Calling all boomers: The real reason you should get tested for hep C
The baby boomer generation may well be the first in civilization to have taken its health and longevity for granted.
Get sick? The average member of this population might once have asked. Die? Who, me?
{mosads}But as boomers are now quickly discovering, nobody stays healthy forever, much less attains immortality.
That’s why it’s time to get real, especially when it comes to hepatitis C. And that means it’s time for boomers – anyone born between 1945 and 1965 – to get tested.
Though reliable statistics are unavailable, boomers in large numbers appear to be ignoring that advice. The reasons why are numerous: they know little or nothing about the disease, they doubt they’re running any risk, they believe insurance coverage for the test is unavailable, or they suspect treatment is largely ineffective and rife with side effects.
Hepatitis C? Who, me? You must be kidding. I eat broccoli, sleep eight hours a night and can do 50 pushups.
Well, boomers should think again. Otherwise – and let me put this as plainly as I know how – they could already have the disease and get even sicker and die.
The urgency for taking such necessary precautions is growing. Awareness of hepatitis C among boomers remains dangerously low. All too often, even while serious liver damage is silently occurring, the disease has no symptoms, and can go long undetected, sometimes for decades. The longer people live with the virus, the more likely they are to develop life-threatening liver disease and even liver cancer.
Get tested? Why? What’s the worst that could happen to me?
How about this for an answer: an estimated 35 percent of baby boomers with undiagnosed hepatitis C already have advanced liver disease.
But if more boomers get tested, maybe that percentage can be lowered.
Here are the facts about the connection between hepatitis C and baby boomers in the United States.
· Three in every four Americans with hepatitis C — more than two million in all — are boomers.
· Of the approximately 17,000 Americans who die annually from the virus, 75 percent are boomers.
· No generation of Americans is at greater risk for hepatitis C than boomers. They’re five times more likely than other American adults to have the disease.
That data comes courtesy of the U.S. Centers for Disease Control and Prevention. And that’s why since 2012 the CDC has recommended that all baby boomers get tested for hepatitis C. In fact, the U.S. Preventive Services Task Force, an independent, volunteer panel of national experts in prevention and evidence-based medicine, endorsed that recommendation the following year.
Why are boomers so at risk?
Many could have become infected from receiving a blood transfusion or organ transplant before 1992, when widespread screening of blood virtually eliminated hepatitis C from the blood supply. Others may have become infected from injecting drugs, even if only once. Still, many baby boomers remain unsure how or when they were infected. And even boomers with no known risk factors or behaviors should still take CDC’s advice and talk to their doctor about getting tested for hepatitis C – because they may have had contact with the virus without knowing it.
None of the reasons for skipping the test, whether denial or delusion, are adequate arguments.
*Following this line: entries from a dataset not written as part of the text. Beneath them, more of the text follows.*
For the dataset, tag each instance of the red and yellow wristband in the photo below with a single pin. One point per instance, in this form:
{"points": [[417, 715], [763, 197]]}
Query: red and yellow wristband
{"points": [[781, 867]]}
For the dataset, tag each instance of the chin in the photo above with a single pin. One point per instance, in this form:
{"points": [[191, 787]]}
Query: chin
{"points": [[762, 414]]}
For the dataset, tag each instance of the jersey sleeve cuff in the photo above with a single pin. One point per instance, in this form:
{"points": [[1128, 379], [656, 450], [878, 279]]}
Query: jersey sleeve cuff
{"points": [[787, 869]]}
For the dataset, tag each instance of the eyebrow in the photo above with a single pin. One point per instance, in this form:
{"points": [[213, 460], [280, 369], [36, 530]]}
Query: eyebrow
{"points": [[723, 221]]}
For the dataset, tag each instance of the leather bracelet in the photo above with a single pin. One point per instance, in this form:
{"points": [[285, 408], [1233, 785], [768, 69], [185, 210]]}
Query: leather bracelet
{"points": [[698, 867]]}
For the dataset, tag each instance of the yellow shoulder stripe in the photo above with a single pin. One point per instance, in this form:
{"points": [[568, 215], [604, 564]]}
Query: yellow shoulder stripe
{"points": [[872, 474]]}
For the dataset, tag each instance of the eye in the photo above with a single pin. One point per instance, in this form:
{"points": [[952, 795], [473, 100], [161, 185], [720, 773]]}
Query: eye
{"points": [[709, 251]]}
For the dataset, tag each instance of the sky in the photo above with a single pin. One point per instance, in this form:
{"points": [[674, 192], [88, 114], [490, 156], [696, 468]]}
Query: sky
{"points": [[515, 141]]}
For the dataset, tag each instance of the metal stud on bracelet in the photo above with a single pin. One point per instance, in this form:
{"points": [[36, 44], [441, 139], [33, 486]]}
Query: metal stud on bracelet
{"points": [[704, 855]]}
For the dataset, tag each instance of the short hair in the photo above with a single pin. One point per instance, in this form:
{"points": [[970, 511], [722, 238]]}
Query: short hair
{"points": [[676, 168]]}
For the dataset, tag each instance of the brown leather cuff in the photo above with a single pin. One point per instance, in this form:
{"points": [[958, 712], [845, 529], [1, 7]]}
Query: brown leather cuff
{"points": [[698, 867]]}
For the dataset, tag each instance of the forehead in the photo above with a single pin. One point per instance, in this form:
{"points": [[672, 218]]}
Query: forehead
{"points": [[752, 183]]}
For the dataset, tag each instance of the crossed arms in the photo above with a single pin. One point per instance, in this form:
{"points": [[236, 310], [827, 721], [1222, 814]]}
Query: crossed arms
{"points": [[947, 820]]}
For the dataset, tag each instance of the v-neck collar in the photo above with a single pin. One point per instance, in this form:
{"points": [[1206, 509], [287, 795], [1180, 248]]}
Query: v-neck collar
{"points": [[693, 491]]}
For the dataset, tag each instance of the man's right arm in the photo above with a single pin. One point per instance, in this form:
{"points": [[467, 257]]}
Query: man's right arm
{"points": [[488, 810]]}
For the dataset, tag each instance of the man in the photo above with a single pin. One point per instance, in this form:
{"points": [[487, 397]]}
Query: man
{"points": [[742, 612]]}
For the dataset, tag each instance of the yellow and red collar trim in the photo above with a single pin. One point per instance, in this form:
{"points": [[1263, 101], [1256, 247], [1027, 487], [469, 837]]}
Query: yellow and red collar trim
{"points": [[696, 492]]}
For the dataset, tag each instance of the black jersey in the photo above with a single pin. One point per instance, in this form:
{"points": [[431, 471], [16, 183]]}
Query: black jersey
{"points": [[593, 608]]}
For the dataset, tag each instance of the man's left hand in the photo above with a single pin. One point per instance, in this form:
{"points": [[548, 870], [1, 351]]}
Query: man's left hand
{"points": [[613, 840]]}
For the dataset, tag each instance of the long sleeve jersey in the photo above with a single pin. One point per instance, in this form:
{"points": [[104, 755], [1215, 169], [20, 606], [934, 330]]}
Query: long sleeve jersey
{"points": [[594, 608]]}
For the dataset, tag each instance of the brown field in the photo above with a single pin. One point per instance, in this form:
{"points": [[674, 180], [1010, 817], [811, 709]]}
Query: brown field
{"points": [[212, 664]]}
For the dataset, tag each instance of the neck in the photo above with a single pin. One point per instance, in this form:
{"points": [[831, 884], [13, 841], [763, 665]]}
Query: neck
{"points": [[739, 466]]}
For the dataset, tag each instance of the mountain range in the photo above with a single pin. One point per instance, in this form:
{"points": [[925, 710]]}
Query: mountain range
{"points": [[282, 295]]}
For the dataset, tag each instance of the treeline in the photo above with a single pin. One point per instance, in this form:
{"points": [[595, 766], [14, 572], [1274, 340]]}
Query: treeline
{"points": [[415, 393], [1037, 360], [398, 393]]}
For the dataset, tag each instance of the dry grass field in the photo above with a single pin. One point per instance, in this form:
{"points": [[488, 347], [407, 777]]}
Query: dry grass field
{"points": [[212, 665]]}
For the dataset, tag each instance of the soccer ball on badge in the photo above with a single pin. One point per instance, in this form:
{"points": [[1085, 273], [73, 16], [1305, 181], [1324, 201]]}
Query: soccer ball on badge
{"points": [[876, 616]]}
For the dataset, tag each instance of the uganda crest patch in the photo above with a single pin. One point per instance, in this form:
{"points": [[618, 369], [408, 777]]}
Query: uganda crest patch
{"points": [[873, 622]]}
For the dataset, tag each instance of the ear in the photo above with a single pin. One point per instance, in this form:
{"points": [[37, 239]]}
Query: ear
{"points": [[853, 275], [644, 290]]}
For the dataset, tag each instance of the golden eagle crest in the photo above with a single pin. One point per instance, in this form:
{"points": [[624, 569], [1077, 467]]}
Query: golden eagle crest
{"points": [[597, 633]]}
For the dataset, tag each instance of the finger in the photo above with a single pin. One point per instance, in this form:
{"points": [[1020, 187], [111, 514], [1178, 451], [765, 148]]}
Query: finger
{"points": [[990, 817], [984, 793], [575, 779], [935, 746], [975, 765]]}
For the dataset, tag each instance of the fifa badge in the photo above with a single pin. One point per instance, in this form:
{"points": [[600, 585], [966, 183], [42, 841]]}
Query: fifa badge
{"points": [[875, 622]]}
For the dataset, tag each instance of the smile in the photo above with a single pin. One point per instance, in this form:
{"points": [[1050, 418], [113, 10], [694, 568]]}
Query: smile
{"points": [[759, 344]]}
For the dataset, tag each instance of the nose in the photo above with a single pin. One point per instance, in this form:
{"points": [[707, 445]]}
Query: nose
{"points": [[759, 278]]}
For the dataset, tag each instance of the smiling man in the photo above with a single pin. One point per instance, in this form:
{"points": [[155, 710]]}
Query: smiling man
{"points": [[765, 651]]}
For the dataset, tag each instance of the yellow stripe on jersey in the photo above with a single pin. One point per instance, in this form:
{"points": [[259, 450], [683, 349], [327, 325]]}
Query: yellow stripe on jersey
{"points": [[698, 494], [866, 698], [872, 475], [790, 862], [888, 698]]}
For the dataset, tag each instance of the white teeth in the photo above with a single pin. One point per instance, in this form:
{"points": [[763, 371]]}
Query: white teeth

Most insurers now cover the routine medical test for hepatitis C for boomers at no cost, and Medicare reimburses for the screening as well. New and effective treatments, with few side effects and high cure rates, are increasingly available.
Here’s another incentive: one-time testing of all boomers would detect an estimated 800,000 undiagnosed hepatitis C cases and save as many as 120,000 lives.
Nothing should stop you from finding out the truth. If you test positive, you can take a follow-up test and talk to your doctor about getting treated. In most cases, though, you’ll learn you’re in the clear. In either case, you should know your status. Knowing is better for your health than staying in the dark.
May is Hepatitis Awareness Month, thanks to CDC. So if you’re a boomer, go. Get tested. Promise yourself you’re going to do it. Consider it non-negotiable. And while you’re at it, tell your contemporaries to do the same.
After all, health and longevity should never be taken for granted.
Clary is executive director of the National Viral Hepatitis Roundtable, a coalition of more than 250 public, private and voluntary organizations working to fight, and ultimately end, the hepatitis B and C epidemics in the United States.